Uganda has seen a rise in pharmaceutical exports, while Benin has experienced growth in cotton oil cake, cottonseed oil, and woven cotton fabric exports.

In Tanzania, rice has become the second-largest goods export after gold, with the prized kilombero rice exports increasing from $14 million to $302 million since 2010.

To further enhance value addition, regional blocs like the East Africa Community (EAC) play a vital role in making local products competitive in global markets.

The EAC, consisting of Kenya, Uganda, Tanzania, Rwanda, Burundi, South Sudan, and the DRC, aims to create economies of scale and drive productivity growth.

Measures such as eliminating non-tariff barriers, harmonising standards and procedures, and developing infrastructure are being implemented to foster the growth of value-adding industries and facilitate the movement of goods and services across borders.

The establishment of industrial parks and special economic zones within the EAC provides infrastructure, tax incentives, and other benefits to attract investments and promote industrialisation.

Moreover, African countries can leverage the African Continental Free Trade Area (AfCFTA) to boost value addition.

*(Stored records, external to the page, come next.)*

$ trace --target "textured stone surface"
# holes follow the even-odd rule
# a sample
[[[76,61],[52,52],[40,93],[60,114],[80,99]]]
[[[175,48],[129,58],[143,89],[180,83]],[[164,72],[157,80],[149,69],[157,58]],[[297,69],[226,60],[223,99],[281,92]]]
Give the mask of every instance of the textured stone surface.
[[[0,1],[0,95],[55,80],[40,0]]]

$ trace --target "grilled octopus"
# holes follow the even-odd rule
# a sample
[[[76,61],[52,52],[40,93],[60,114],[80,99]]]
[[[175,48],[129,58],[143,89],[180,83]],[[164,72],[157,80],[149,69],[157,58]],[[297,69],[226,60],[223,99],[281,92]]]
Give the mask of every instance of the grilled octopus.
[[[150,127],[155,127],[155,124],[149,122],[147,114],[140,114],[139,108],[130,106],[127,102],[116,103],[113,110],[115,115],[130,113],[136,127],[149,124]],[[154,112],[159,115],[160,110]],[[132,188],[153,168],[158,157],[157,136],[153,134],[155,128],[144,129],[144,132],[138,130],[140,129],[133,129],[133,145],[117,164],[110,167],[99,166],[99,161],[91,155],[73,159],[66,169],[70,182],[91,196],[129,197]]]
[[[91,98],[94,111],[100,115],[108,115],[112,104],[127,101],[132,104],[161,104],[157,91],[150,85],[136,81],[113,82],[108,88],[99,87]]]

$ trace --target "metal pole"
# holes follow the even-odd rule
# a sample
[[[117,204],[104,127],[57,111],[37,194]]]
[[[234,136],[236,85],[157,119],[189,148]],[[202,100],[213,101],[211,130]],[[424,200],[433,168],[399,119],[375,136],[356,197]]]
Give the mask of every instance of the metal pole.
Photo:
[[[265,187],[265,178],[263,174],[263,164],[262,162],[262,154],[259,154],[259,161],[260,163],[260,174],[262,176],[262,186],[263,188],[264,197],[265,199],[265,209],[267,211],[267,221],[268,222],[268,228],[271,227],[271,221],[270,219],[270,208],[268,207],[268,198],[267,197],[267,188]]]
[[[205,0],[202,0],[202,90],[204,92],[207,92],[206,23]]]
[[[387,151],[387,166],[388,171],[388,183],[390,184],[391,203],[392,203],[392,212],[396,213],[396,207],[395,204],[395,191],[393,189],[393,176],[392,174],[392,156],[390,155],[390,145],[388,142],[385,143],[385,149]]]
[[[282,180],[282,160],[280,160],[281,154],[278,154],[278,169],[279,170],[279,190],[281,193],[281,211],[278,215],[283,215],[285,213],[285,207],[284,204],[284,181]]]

AfCFTA, established in 2021, creates a single market for goods and services, allowing free movement across the continent.

By eliminating tariff barriers and expanding market access, African countries can diversify their economies and enhance their value-addition capacity.

For instance, Kenya can leverage AfCFTA to increase exports of processed agricultural products such as coffee, tea, and horticulture.

Additionally, Africa can benefit from developing policies and strategies that promote value addition for resources like cobalt.

As the global demand for electric vehicles and renewable energy increases, the need for cobalt grows.

Despite having the largest cobalt reserves, Africa predominantly exports it as raw material, missing out on potential benefits such as job creation, skills development, and economic diversification.

By enhancing value addition for cobalt within the continent, African countries can bolster their industrial development and competitiveness in the global market for EV batteries and renewable energy.

The success of the AfCFTA and EAC efforts depends on establishing a robust pan-African logistics framework that facilitates smooth cargo flow and boosts trade across the continent, as well as linking Africa's value-added goods to global consumer markets.

Africa possesses significant mineral reserves, but its heavy reliance on commodity production and exports limits its value-addition potential.

However, initiatives like the EAC and AfCFTA provide opportunities to promote industrialisation, diversify economies, and enhance value addition.

By leveraging regional integration, investing in infrastructure, fostering innovation, and strengthening cooperation, Africa can move away from commodity dependence and foster a more diversified and value-adding economy, leading to job creation, poverty reduction, and increased prosperity on the continent.

The writer is the CEO & MD of Siginon Group.